Flip en de Noormannen
Flip Noorman (1988) is de speelman met het gescheurde gezicht. Het plotseling opkomen van de aandoening Bellse Parese zorgde ervoor dat zijn gezicht van het ene op het andere moment een tweedeling kende: de linkerkant was door een ontstoken zenuw tijdelijk verlamd geraakt en weigerde nog langer te doen wat van hem gevraagd werd, terwijl de rechterkant nog braaf in de pas liep.
Op Flips debuutplaat Bellse Parese wordt de luisteraar met zijn neus op de feiten gedrukt: de geïnfecteerde schreeuwpoëet en de minnaar van het vrouwenhart zijn tot elkaar veroordeeld en niet van plan elkaar de ruimte te geven.
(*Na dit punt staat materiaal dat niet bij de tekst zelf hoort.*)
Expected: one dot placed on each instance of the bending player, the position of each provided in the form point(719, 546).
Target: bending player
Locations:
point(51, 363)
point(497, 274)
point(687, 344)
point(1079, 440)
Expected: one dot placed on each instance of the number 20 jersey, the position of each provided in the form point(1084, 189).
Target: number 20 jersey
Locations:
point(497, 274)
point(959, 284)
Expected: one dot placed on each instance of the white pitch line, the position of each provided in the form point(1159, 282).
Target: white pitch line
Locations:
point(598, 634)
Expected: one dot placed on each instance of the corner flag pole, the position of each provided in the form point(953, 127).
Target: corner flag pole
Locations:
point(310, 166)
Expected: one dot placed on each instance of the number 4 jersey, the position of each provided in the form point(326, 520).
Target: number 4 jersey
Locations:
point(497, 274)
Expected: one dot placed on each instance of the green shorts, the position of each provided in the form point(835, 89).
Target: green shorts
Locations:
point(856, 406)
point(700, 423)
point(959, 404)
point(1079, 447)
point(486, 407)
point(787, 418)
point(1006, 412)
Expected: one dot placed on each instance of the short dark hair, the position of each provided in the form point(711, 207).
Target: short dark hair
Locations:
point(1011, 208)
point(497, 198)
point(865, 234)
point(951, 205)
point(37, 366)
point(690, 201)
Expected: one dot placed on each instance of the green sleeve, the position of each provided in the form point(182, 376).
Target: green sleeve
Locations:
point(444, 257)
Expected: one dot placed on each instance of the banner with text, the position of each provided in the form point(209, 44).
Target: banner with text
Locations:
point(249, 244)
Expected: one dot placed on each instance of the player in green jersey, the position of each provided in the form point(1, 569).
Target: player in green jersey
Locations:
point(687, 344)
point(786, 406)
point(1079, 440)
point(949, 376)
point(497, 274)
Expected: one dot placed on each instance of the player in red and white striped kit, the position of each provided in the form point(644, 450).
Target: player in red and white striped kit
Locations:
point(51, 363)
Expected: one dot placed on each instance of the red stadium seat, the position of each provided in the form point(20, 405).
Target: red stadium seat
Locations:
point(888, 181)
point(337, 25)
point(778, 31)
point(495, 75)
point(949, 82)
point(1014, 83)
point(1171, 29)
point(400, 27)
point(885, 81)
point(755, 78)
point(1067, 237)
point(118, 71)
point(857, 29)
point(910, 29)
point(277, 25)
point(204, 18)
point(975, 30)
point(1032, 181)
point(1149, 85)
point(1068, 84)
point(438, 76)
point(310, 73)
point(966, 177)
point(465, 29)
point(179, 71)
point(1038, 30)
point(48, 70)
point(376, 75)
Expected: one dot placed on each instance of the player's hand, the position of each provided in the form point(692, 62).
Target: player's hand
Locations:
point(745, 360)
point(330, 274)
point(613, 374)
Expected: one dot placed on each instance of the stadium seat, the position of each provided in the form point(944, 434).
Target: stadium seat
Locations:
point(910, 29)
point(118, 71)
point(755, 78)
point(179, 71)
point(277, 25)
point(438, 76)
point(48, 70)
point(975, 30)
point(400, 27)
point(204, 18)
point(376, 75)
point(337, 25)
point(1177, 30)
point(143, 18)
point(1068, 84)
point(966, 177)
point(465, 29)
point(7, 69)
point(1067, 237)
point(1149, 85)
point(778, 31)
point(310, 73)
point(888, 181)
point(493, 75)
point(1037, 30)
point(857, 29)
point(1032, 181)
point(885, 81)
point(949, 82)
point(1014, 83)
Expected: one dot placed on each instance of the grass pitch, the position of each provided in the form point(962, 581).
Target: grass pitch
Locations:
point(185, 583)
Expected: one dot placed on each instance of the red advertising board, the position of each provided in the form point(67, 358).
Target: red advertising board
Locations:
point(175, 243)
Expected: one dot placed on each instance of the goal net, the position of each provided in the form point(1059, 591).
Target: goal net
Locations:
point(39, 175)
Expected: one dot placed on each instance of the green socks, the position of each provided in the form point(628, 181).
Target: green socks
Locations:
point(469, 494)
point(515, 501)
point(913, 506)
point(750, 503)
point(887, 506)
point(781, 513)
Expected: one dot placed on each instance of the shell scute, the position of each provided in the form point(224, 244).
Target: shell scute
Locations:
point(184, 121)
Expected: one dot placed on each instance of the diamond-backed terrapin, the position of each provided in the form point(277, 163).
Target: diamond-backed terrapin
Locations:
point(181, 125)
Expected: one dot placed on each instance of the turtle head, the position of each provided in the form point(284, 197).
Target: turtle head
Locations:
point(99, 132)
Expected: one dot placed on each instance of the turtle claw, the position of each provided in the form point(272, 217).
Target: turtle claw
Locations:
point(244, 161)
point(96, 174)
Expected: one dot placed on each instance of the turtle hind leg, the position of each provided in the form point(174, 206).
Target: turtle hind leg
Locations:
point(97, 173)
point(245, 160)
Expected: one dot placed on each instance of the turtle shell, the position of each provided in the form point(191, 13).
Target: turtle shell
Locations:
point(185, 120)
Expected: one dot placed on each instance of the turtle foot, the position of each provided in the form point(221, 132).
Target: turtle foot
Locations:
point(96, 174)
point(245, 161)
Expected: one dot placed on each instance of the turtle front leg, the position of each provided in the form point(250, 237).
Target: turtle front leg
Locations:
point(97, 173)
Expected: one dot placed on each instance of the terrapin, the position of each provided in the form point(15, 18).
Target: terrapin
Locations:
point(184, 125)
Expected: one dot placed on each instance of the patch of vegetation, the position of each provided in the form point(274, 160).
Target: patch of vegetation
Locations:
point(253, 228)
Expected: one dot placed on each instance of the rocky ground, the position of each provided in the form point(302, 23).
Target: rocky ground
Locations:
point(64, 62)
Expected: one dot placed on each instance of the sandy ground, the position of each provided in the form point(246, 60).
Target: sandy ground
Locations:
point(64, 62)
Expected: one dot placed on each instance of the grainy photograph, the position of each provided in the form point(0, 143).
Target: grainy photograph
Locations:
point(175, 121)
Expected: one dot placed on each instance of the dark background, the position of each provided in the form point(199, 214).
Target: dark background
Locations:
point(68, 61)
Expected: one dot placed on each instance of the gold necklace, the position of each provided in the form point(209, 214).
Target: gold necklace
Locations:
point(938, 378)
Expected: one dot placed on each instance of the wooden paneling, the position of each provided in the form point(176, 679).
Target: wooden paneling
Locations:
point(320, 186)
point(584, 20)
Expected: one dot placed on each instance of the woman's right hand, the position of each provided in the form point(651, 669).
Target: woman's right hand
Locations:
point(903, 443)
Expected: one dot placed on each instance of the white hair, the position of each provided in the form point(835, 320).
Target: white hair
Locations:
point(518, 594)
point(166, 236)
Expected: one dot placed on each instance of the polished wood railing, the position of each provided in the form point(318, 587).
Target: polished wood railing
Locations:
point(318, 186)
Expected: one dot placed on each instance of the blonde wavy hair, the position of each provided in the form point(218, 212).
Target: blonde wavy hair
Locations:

Met groot gevoel voor taal brengt Flip Noorman met zijn Bellse Parese een opvallend album dat meer is dan een verslag van een vervelende aandoening. Ook muzikaal zet Flip zichzelf pontificaal op de kaart. Als een ware slavendrijver jaagt Flip het publiek door zijn wereld waarin Boudewijn de Groot en Tom Waits een vreemd soort huwelijk aan zijn gegaan. Maar welke namen ook komen bovendrijven, tijdens het luisteren van Bellse Parese kan er geen twijfel over bestaan: dit is Flip Noorman en dit is zijn verhaal.
“Bellse Parese neigt naar kleinkunst en beoogt je constant uit de tent te lokken met snedige teksten die genoeg te raden overlaten.” “Bellse Parese is – zoals niemand beter dan Noorman zelf het kan zeggen – als “een trap in de ballen”. (Kindamusic)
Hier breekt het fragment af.